Hi,  looking for some inspiration/ideas to overcome a driveway issue.  We've recently spent some substantial money on underpinning the back corner of our house, and have been advised that the cause of the house sinking was due to the funneling of water from the driveway to under the rear of the house.  We have a limited budget, and the current idea is to rip up the existing driveway, level the ground, lay some aggy pipe, and cover with crushed rock.  We're looking for any other cheap solutions you guys might have. Thanks in advance!

----------


## Calm

Any chance of a photo to see the problem.

----------


## SPIRIT

put a storm water drain at the end of the driveway and it into the house pipes

----------


## OBBob

Why does the eisting drive have to be removed? Couldn't you just just add a collection grate at the low point where the water is collecting and connect into the existing storm water drains?

----------


## patty

As Calm stated A picture would be really handy!

----------


## sports fan

my local tip sells crushed concrete, brick and terracotta.. builders use it for temporary access onto muddy sites excellent drainage.  i dont actually mind the look of it ! from memory its around $20 - $30 a tonne.. cheap! and yer doing the environment a favour

----------


## robbie1977

thanks for all the replies, tried to get photo but with success the area affected is covered with  broken cement, plaster board, bricks and old floor boards. To be honest the old concrete isn't worth saving, it has cracks, ducks and dives and large pieces broken away. This is is mainly cause by the erosion from the water drainage in the area.

----------


## Terrian

> thanks for all the replies, tried to get photo but with success the area affected is covered with  broken cement, plaster board, bricks and old floor boards. To be honest the old concrete isn't worth saving, it has cracks, ducks and dives and large pieces broken away. This is is mainly cause by the erosion from the water drainage in the area.

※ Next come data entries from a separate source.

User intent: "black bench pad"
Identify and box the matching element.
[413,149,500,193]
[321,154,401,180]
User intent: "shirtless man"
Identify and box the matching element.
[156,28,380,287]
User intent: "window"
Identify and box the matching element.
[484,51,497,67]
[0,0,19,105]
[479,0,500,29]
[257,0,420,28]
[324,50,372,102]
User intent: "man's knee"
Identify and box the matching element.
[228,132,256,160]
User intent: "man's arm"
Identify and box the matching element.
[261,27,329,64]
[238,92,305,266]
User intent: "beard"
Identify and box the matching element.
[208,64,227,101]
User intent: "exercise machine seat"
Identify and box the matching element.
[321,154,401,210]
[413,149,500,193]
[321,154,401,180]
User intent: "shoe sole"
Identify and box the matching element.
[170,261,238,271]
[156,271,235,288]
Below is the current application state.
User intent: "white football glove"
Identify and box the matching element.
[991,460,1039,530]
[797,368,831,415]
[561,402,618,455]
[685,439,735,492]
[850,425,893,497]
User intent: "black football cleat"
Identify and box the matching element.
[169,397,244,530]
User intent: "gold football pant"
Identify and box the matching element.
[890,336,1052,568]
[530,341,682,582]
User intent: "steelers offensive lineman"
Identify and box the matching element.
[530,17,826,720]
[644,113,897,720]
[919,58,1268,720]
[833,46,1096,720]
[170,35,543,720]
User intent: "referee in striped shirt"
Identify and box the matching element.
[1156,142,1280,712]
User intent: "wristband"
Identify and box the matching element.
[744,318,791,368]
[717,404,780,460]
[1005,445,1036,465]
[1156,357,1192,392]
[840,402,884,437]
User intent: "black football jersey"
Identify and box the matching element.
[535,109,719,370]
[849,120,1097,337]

  Step 1, Clean up the area, get rid of the old concrete, all going well you should be able to better assess what you need to do for step 2  :Smilie:  
Step 2, get some drainage work happening *before* you go any further. Trenches with 90mm slotted pipe, cover with 20mm scoria (or screenings) connect it up to the existing house stormwater 
75mm base of 20mm crushed rock (NDCR)  will be about teh cheapest option, if it was me, I would be using 50mm- 75mm Castella Toppings on top of that, I like the colour  :Smilie:   
Go see the guys at Bulleen Art & Garden. I think the guy running the garden supplies sections name is Adrian, but any of the people in the office will be able to help you
They have a pretty good range there, and they have been there since before Noah built the Ark !

----------


## Planned LScape

From the description sounds like because the driveway is broken up the water is getting underneath and going to the house that way, eroding the rest of of it along the way 
As terrian said remove, and relay with something to provide a good firm sealed surface that drains the top portion well, and install drainage pipes before it gets to the house.

----------


## robbie1977

thanks for your help :2thumbsup: , has made the decision easier to rip up the old concrete. Does anyone know the best product to pack down onto clay? and how deep should the base be to ensure the topping or pavers don't sink? :Biggrin:

----------


## dazzler

> As Calm stated A picture would be really handy!

  
Here ya go     :Smilie:

----------


## Terrian

> thanks for your help, has made the decision easier to rip up the old concrete. Does anyone know the best product to pack down onto clay? and how deep should the base be to ensure the topping or pavers don't sink?

  id the clay is soft, you could lay down 3" of 40mm crushed rock as a base, otherwise just 20mm crushed rock (NDCR)

----------


## GardenGal

Hey! I have recently done this and you need to ensure that the lay of the land is away from the house out to the street.  Use a string line and ensure that all the area drains away from the house. 
Having done that, remove the turf, lay ag pipes across the land so that it drains out to the street or a drain.  Lay border material around the perimeter such as metal or wood - wood is better as you can bang this in with wood stakes which will eventually rot down; then lay at least 4 inches of road base or blue metal first after you have laid the ag pipes.  Pack this down with a wacker packer - you can hire for the day - then when this is done, lay another 4 inches of fine gravel over this and wack it down again.  Leave for a week and watch the water on it.  See how it is.  If you need to, you may need to wack it again.  My formerly soggy front lawn is now great!  Hope this helps and good luck with it.  :Wink:

----------


## Bleedin Thumb

That would be your problem there. It looks as if you have excess water running down your drive when the snow melts. :Rolleyes:

----------


## patty

Superb driveway... :Hahaha: with Mountain views  Dazzler!!

----------